ソウルの春のノラネコの呑んで観るシネマのレビュー・感想・評価

ソウルの春(2023年製作の映画)
4.8
朴正煕大統領暗殺直後、軍内部の秘密組織ハナ会が権力を掌握した、いわゆる“粛軍クーデター”が起こった1979年12月12日の一夜を描く、むちゃくちゃ面白い歴史ドラマ。
史実をもとにしたフィクションとうたっているが、事態の流れはほぼ史実通りで、盛ってる部分も知る限り少ない。
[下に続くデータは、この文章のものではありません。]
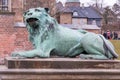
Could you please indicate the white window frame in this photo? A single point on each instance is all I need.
(75, 13)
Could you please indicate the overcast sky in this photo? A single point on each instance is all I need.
(106, 2)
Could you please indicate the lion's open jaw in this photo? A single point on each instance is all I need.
(32, 22)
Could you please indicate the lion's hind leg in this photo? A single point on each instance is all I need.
(93, 45)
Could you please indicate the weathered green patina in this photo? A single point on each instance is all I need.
(48, 38)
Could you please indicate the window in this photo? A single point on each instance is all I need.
(75, 13)
(4, 5)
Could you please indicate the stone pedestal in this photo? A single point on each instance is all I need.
(61, 63)
(60, 69)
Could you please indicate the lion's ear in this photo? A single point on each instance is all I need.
(47, 10)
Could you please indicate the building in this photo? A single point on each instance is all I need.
(13, 34)
(75, 13)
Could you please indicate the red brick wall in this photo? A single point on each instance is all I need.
(12, 38)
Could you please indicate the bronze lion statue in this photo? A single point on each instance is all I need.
(50, 38)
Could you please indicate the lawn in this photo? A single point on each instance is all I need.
(116, 44)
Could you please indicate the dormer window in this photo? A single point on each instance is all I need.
(75, 13)
(5, 5)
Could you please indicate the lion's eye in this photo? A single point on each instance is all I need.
(37, 10)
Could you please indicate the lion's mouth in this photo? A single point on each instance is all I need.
(33, 22)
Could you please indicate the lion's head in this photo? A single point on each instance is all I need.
(38, 21)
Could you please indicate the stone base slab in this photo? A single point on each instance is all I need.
(61, 63)
(60, 74)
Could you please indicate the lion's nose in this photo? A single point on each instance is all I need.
(30, 14)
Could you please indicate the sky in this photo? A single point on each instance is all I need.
(106, 2)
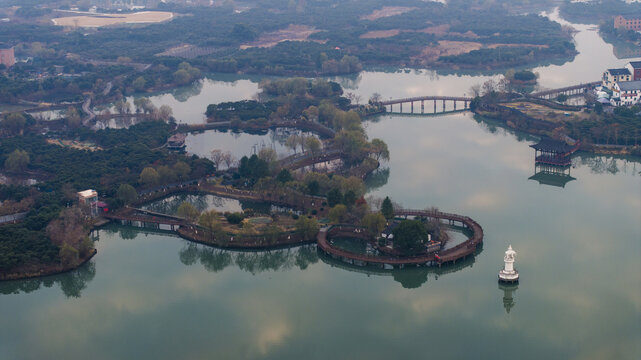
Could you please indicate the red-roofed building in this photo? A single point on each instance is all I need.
(629, 24)
(635, 69)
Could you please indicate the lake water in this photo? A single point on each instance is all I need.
(154, 295)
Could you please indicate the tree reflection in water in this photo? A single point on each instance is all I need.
(254, 262)
(409, 277)
(377, 179)
(71, 283)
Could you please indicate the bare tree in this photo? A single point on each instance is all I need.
(217, 157)
(229, 159)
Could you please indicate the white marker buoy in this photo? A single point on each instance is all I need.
(509, 274)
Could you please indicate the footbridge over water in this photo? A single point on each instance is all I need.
(449, 104)
(447, 256)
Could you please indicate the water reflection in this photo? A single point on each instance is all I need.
(551, 175)
(254, 262)
(508, 298)
(409, 278)
(71, 283)
(203, 202)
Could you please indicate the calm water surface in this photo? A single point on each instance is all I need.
(154, 295)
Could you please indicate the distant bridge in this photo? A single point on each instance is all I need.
(568, 90)
(420, 100)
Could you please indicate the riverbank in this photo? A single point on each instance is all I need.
(33, 271)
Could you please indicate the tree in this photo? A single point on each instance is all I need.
(122, 107)
(284, 176)
(292, 142)
(14, 123)
(165, 112)
(229, 159)
(334, 197)
(68, 255)
(387, 209)
(67, 228)
(217, 157)
(374, 223)
(182, 169)
(268, 155)
(72, 117)
(126, 193)
(271, 232)
(139, 83)
(349, 198)
(308, 228)
(149, 176)
(182, 77)
(337, 213)
(188, 211)
(166, 174)
(143, 104)
(313, 145)
(210, 221)
(17, 161)
(410, 236)
(379, 149)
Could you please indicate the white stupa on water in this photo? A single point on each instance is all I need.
(509, 274)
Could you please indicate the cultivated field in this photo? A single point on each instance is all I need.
(387, 11)
(291, 33)
(98, 20)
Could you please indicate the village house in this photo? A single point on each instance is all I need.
(626, 93)
(629, 24)
(613, 76)
(635, 69)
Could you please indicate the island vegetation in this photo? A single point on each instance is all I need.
(617, 130)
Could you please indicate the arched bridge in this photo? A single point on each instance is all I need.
(420, 102)
(573, 90)
(460, 251)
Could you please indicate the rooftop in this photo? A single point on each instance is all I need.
(88, 193)
(629, 85)
(547, 144)
(616, 72)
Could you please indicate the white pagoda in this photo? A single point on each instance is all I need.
(509, 274)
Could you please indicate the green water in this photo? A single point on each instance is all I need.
(151, 295)
(156, 296)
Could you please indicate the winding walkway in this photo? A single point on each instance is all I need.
(451, 255)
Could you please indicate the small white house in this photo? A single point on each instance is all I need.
(613, 76)
(626, 93)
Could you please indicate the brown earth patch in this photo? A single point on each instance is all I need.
(387, 11)
(380, 34)
(98, 20)
(291, 33)
(436, 30)
(446, 48)
(443, 30)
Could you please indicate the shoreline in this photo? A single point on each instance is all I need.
(46, 271)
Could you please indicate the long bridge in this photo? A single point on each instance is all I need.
(452, 255)
(420, 100)
(131, 216)
(573, 90)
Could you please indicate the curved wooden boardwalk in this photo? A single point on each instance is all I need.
(451, 255)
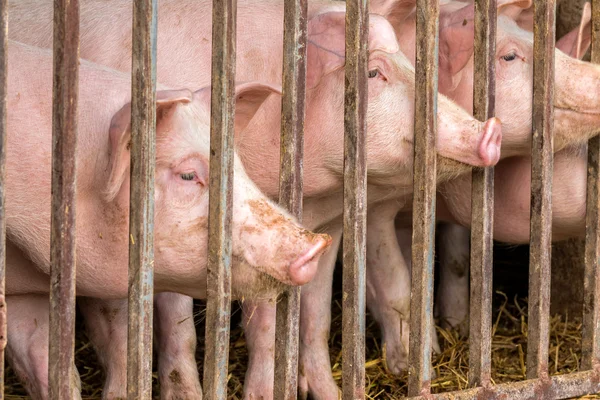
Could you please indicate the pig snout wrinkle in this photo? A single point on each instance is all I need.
(304, 269)
(489, 148)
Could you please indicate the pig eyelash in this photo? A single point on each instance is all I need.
(376, 73)
(188, 176)
(510, 56)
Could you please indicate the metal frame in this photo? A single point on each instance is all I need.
(65, 91)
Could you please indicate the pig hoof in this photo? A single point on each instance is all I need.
(312, 385)
(180, 387)
(394, 361)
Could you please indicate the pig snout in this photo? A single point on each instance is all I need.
(489, 147)
(272, 242)
(304, 269)
(464, 139)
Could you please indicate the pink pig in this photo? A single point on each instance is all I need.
(270, 248)
(106, 39)
(577, 114)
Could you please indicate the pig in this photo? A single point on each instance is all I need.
(270, 248)
(388, 297)
(106, 39)
(453, 292)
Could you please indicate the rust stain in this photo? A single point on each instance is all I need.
(175, 377)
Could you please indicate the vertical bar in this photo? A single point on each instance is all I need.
(590, 345)
(355, 197)
(218, 307)
(482, 200)
(423, 237)
(3, 134)
(62, 232)
(541, 189)
(141, 211)
(290, 187)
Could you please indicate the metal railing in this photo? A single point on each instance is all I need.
(62, 316)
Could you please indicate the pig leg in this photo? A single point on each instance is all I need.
(176, 340)
(314, 365)
(259, 327)
(388, 284)
(28, 326)
(27, 350)
(452, 301)
(106, 322)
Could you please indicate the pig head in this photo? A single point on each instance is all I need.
(577, 109)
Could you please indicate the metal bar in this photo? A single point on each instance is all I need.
(482, 200)
(355, 197)
(556, 387)
(3, 134)
(141, 210)
(590, 345)
(290, 187)
(424, 176)
(218, 307)
(541, 189)
(62, 233)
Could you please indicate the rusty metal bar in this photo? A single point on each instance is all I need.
(482, 200)
(3, 134)
(62, 234)
(218, 306)
(424, 176)
(355, 198)
(541, 189)
(554, 388)
(590, 345)
(290, 187)
(141, 210)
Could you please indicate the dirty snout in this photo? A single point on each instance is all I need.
(465, 139)
(271, 241)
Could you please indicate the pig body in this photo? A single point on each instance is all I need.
(266, 240)
(574, 124)
(105, 38)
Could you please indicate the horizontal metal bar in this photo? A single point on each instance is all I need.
(355, 196)
(290, 187)
(541, 189)
(590, 344)
(423, 237)
(62, 235)
(482, 200)
(141, 210)
(218, 306)
(555, 388)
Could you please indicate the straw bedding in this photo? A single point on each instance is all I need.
(509, 345)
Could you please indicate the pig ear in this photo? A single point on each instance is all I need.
(120, 135)
(326, 43)
(456, 39)
(513, 8)
(577, 42)
(248, 99)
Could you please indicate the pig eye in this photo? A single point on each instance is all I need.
(509, 57)
(188, 177)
ドラマの軸となるのは、ファン・ジョンミンが怪演するクーデターの首謀者で後の大統領チョン・ドゥグァンと、チョン・ウソン演じる首都警備司令官のイ・テシンの、軍人としても人間としても全く対照的な二人なのだが、最終的にクーデターが成功したことは誰でも知っている事実。
いったいどうやって映画的に盛り上げるのか?と思ったが、イ・テシンを中心とした軍とハナ会側の反乱軍、両者の有利不利の潮目が目まぐるしく入れ替わる。
基本史実なので不謹慎かも知れないが、これはまさしく首都ソウルを舞台としたボードゲームだ。
劇中でもチョン・ドゥグァンがクーデター計画を碁に例える描写があるが、個人的には同じ軍という組織に裏表があるあたり、オセロゲームを連想してしまった。
ハナ会は軍内部にあちこちに浸透していて、誰がハナ会の手下なのか、どちらが先に配下の戦闘部隊をソウルに入れるか、行方不明の国防部長官の身柄はどこにあるのか、幾つもの要素が複雑に絡み合い、一時も弛緩する時間がない。
面白い映画は何度観ても面白いように、国の支配を巡るグレートゲームは、結末が分かっていても面白いのである。
この時代を舞台とした作品に必ず出てくるチョン・ドゥファン(本作ではドゥグァン)元大統領、ほとんどの作品で特に政治的ビジョンも無く、権力が欲しいだけのずる賢い小物というキャラクターが変わらないのだよな。
現代史の人物だから、とことん研究され尽くされているのだろう。
因果応報と言えばそれまでだが、かつて自分が支配した国でこんな風に描かれること、本人はどう思っていたのだろう。